Much of the cash flow is expected to be northbound at first, as foreign investors on the Hong Kong Exchange (0388.HK) target mainland shares under a daily quota of 13 billion yuan.
MSCI's broadest index of Asia-Pacific shares outside Japan.MIAPJ0000PUS was down 0.3 percent, as the disappointing growth data sent the Nikkei stock average .N225 tumbling 2 percent.
Japanese GDP contracted an annualized 1.6 percent in the July-September quarter, compared with a 2.1 percent increase forecast by economists in a Reuters poll. That followed a revised 7.3 percent contraction in the second quarter, which was the biggest slump since the March 2011 earthquake and tsunami.
The shockingly downbeat report reinforced expectations Prime Minister Shinzo Abe will delay a sales tax hike, set for October next year, after a hike in the tax in April took a heavy toll on consumption.

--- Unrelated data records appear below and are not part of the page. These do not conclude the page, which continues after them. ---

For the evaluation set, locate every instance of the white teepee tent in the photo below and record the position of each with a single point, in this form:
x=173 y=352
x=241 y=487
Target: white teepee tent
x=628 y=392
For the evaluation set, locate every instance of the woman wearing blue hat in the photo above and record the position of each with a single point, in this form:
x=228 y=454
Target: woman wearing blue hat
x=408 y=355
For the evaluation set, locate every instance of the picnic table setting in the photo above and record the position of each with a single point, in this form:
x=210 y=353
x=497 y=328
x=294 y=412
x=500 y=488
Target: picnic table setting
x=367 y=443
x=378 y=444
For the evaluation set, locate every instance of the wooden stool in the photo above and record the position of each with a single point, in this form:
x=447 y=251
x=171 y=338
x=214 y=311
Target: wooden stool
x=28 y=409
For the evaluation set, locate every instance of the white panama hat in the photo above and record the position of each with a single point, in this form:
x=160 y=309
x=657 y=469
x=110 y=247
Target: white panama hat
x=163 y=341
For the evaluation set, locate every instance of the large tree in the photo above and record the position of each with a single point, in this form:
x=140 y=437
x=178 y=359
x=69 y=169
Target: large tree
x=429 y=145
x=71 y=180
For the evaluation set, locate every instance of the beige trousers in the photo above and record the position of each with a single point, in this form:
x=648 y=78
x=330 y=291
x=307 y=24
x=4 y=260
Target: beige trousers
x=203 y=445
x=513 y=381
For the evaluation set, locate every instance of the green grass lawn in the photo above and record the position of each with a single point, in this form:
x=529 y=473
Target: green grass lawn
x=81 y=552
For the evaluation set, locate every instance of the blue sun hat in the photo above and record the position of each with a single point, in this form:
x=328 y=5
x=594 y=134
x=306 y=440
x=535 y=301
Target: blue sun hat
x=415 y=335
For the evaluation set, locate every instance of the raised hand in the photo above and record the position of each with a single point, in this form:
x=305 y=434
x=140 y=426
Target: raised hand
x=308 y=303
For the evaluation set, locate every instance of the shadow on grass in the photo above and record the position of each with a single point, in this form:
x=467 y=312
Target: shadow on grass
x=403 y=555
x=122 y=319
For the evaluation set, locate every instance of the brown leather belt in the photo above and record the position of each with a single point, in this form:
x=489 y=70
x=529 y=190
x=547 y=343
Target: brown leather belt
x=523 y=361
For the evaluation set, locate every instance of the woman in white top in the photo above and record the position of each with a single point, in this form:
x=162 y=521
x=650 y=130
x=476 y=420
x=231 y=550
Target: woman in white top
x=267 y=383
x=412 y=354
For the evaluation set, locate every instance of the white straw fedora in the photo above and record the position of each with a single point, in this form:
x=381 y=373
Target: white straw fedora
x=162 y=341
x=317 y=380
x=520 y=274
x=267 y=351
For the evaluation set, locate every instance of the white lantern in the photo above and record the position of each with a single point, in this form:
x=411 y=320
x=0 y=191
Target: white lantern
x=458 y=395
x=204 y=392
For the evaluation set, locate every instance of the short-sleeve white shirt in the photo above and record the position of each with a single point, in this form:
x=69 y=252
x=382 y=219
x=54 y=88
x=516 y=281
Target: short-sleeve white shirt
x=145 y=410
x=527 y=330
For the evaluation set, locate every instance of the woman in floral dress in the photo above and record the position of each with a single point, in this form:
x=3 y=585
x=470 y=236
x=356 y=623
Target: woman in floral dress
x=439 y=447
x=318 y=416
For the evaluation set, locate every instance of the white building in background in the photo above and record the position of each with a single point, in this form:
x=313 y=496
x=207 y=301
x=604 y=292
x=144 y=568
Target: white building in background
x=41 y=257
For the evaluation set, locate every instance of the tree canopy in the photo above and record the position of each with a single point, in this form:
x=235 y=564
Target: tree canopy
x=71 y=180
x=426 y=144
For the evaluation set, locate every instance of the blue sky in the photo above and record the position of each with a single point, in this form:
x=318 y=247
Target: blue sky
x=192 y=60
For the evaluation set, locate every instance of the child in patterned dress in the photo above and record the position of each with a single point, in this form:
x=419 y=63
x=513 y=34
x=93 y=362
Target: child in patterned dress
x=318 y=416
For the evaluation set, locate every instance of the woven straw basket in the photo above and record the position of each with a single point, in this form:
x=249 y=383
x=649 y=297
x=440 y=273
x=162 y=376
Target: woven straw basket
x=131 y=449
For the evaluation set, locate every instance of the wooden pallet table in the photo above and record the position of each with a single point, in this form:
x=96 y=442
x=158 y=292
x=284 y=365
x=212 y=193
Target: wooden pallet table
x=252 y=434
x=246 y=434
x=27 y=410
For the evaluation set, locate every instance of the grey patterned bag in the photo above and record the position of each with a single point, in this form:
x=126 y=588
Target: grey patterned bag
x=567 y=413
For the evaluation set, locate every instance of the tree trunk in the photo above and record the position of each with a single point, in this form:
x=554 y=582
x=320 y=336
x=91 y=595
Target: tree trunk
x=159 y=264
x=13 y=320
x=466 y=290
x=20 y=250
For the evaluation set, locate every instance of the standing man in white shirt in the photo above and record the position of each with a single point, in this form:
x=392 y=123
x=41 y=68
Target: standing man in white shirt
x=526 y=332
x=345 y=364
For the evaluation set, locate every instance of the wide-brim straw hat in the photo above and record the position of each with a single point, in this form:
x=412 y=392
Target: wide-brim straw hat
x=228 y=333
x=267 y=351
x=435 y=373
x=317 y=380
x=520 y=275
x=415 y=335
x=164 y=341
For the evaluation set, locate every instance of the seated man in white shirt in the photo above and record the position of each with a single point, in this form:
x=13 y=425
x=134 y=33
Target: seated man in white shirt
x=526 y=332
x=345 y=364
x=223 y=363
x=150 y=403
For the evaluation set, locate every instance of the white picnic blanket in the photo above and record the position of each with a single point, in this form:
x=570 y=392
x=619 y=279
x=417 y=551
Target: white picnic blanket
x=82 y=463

The dollar initially rallied as high as 117.06 yen JPY=, but gave up those gains in extremely volatile trade as the Nikkei extended losses. Many market participants, particularly foreign investors, sell the yen to hedge their equities positions, so the Japanese currency tends to gain whenever stocks drop. The dollar was down 0.3 percent at 115.95.

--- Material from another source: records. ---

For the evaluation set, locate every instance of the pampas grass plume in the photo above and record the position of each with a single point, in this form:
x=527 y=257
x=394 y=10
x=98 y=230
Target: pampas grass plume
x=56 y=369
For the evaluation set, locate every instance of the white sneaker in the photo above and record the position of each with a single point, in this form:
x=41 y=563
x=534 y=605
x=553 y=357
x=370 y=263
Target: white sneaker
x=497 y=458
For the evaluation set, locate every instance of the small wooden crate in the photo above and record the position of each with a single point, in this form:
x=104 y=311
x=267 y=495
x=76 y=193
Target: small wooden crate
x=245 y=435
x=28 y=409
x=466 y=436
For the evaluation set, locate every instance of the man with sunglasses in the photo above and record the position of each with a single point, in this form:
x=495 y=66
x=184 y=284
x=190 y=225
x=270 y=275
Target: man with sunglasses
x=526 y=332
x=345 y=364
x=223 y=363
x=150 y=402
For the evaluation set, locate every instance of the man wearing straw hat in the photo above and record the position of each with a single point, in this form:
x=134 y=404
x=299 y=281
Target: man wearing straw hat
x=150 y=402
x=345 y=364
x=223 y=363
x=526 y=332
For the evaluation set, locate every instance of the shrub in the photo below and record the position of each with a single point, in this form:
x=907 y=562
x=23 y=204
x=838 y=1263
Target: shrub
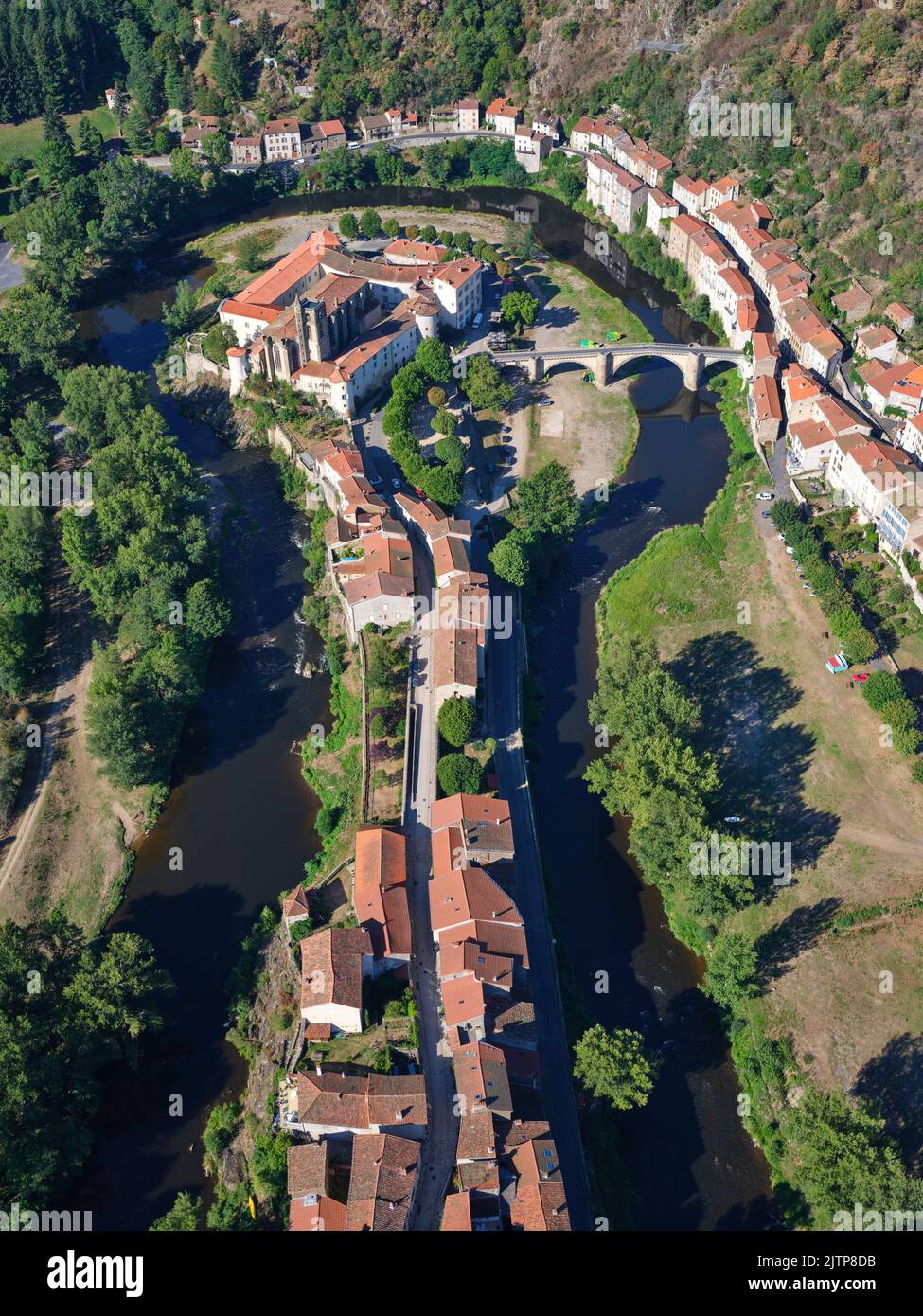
x=455 y=720
x=458 y=775
x=882 y=688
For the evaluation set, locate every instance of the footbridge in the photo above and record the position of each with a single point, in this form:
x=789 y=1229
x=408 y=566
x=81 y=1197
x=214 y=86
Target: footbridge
x=605 y=361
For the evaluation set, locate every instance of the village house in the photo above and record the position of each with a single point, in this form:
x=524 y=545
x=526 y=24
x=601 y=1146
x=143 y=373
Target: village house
x=612 y=189
x=661 y=209
x=511 y=1023
x=898 y=387
x=295 y=906
x=869 y=472
x=464 y=1007
x=531 y=149
x=454 y=664
x=504 y=116
x=282 y=140
x=910 y=436
x=326 y=1103
x=810 y=338
x=322 y=137
x=643 y=161
x=194 y=137
x=478 y=826
x=376 y=127
x=339 y=327
x=765 y=354
x=332 y=971
x=311 y=1207
x=404 y=252
x=380 y=895
x=391 y=122
x=765 y=409
x=482 y=1079
x=899 y=314
x=245 y=151
x=595 y=134
x=878 y=343
x=382 y=1183
x=448 y=545
x=549 y=125
x=698 y=196
x=855 y=304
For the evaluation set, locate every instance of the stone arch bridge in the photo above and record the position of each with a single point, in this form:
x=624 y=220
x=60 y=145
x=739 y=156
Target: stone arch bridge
x=607 y=360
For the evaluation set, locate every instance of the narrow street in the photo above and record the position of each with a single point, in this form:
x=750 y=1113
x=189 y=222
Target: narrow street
x=438 y=1147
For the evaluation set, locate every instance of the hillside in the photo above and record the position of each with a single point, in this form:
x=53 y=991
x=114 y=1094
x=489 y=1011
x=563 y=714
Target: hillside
x=847 y=188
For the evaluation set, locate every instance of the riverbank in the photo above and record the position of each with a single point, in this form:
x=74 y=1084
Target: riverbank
x=734 y=625
x=241 y=812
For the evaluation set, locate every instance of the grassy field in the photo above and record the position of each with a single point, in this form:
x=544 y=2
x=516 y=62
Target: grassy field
x=590 y=310
x=801 y=750
x=26 y=138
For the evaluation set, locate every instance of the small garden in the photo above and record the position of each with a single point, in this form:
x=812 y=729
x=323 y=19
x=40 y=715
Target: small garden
x=464 y=759
x=387 y=667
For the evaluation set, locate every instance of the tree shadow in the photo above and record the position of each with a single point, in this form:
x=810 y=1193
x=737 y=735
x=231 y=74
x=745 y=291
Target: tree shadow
x=892 y=1082
x=794 y=934
x=761 y=765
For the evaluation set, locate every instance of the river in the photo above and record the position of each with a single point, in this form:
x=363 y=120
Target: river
x=242 y=817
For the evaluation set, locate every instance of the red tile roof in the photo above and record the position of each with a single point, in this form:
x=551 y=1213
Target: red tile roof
x=381 y=890
x=332 y=968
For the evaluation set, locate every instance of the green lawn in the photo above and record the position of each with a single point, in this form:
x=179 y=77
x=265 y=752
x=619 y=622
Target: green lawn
x=598 y=313
x=26 y=138
x=676 y=579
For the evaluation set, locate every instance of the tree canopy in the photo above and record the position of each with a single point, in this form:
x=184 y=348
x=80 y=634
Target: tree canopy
x=67 y=1008
x=612 y=1065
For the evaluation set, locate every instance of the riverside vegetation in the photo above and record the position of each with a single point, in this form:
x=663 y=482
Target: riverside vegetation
x=670 y=770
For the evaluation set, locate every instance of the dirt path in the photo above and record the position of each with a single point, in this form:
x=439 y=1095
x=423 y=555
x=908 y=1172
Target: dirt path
x=896 y=826
x=69 y=839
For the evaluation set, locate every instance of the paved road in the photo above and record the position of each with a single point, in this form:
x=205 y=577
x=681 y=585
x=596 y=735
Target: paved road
x=505 y=719
x=852 y=398
x=437 y=1157
x=10 y=273
x=438 y=1147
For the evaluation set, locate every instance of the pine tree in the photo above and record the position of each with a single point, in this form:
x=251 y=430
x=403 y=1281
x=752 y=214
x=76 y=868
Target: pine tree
x=137 y=133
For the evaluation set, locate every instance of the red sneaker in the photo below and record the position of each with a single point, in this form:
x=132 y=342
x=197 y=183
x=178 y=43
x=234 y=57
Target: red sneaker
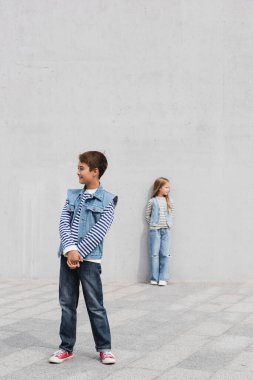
x=59 y=356
x=107 y=358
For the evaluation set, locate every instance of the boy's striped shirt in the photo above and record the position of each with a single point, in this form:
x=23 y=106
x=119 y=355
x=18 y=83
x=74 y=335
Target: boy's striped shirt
x=69 y=234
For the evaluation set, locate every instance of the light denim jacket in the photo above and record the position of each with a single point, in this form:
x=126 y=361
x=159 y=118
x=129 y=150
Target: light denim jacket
x=155 y=214
x=90 y=214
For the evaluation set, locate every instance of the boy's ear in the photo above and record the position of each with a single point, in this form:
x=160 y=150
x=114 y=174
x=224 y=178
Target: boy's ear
x=95 y=172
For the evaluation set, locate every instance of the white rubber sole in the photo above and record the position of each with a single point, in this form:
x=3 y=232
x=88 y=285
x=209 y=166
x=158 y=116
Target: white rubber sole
x=56 y=360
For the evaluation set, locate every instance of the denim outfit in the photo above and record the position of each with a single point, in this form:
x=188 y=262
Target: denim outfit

"Dollar/yen has been moving recently in close relationship with (Japanese) equities so the Nikkei's fall knocked the pair from its highs," said Masafumi Yamamoto, a market strategist at Praevidential Strategy in Tokyo.
"The GDP data was so unexpectedly weak and clouded many prospects taken for a given," he said.

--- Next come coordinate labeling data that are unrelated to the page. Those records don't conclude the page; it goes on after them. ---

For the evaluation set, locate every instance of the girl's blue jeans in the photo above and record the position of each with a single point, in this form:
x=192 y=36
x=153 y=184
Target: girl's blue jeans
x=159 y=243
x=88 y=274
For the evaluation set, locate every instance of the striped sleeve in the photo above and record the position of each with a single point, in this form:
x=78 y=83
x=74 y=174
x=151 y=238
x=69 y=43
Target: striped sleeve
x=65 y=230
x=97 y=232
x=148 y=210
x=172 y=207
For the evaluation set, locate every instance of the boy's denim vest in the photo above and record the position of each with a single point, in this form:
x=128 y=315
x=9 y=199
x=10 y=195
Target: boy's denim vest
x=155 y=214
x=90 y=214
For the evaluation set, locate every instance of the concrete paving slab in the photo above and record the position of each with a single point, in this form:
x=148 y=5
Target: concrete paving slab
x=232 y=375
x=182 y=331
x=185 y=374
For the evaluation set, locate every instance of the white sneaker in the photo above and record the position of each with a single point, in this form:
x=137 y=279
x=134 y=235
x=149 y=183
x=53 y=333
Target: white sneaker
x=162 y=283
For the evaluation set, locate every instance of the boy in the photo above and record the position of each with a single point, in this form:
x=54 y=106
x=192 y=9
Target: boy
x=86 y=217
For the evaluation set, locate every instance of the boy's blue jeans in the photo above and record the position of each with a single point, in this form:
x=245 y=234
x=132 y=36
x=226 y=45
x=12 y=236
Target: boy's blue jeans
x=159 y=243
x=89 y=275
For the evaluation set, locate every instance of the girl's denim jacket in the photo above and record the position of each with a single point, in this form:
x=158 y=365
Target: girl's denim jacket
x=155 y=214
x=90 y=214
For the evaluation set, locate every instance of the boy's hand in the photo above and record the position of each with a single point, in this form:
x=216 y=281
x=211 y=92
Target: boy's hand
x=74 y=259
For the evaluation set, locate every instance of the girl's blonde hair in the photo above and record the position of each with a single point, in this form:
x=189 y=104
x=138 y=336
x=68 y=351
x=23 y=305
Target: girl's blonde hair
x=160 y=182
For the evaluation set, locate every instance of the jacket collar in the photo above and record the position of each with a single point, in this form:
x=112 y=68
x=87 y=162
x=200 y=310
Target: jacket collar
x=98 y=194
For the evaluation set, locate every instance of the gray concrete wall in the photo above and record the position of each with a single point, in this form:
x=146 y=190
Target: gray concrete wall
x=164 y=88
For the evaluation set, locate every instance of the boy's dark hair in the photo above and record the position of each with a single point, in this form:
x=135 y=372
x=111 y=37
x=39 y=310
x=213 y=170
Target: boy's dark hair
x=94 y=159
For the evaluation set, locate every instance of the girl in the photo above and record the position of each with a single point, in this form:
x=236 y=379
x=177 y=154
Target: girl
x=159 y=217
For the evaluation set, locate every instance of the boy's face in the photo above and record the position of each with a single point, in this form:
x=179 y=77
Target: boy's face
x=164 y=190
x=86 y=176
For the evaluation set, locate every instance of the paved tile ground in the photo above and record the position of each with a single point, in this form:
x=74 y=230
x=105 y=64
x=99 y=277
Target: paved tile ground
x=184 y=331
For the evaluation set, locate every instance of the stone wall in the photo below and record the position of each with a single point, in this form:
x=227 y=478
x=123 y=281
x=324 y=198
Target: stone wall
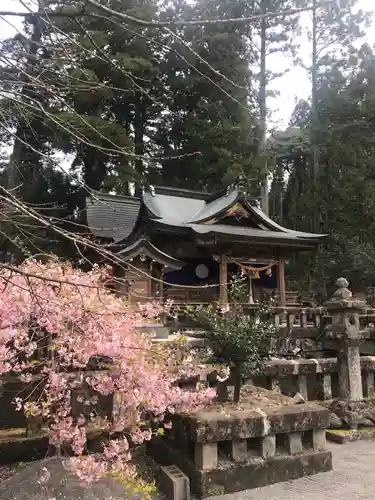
x=237 y=449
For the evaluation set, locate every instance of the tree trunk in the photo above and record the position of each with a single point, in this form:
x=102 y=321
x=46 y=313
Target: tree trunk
x=222 y=392
x=21 y=167
x=139 y=128
x=263 y=111
x=237 y=382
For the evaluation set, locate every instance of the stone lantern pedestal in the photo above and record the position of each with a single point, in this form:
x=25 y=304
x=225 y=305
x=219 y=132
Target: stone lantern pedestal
x=346 y=337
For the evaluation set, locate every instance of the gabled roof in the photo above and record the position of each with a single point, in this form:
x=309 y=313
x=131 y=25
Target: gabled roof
x=181 y=211
x=144 y=246
x=112 y=216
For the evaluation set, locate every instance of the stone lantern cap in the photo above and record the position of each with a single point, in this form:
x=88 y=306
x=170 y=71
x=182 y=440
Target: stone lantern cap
x=343 y=298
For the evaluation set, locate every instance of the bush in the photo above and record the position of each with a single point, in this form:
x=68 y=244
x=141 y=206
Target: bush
x=237 y=336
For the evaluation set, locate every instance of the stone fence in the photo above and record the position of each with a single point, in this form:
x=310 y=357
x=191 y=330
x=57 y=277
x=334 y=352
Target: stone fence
x=223 y=452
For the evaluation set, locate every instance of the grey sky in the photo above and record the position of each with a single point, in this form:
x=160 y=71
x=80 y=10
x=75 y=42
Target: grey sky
x=294 y=85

The yen's renewed strength helped push down the dollar index .DXY about 0.2 percent to 87.401.
On Wall Street on Friday, U.S. shares were slightly lower, but still logged weekly gains and were underpinned by data showing most U.S. retailers reported strong sales in October and consumer sentiment rose to a seven-year high in November.
Two separate reports on Friday showed Americans' expectations for long-term inflation fell, and import prices slipped 1.3 percent in September as cheaper oil and a strong dollar slashed prices of imported items.
Leaders from the G20 group of nations agreed on Sunday to boost global growth, tackle climate change and crack down on tax avoidance, but ties between the West and Russiashowed signs of fraying over the Ukraine crisis.
The euro EUR= added 0.2 percent to $1.2544, holding well above a two-year low of $1.2358 touched on Nov. 7.
In commodities trading, U.S. crude CLc1 dropped about 0.5 percent to $75.42 a barrel, moving back toward a four-year low of $73.25 marked on Friday. Brent crude LCOc1 shed 0.6 percent to $78.94.
Spot gold XAU= slightly on the day to $1,186.92 an ounce, after its 2.5 percent surge on Friday on short-covering and fund buying.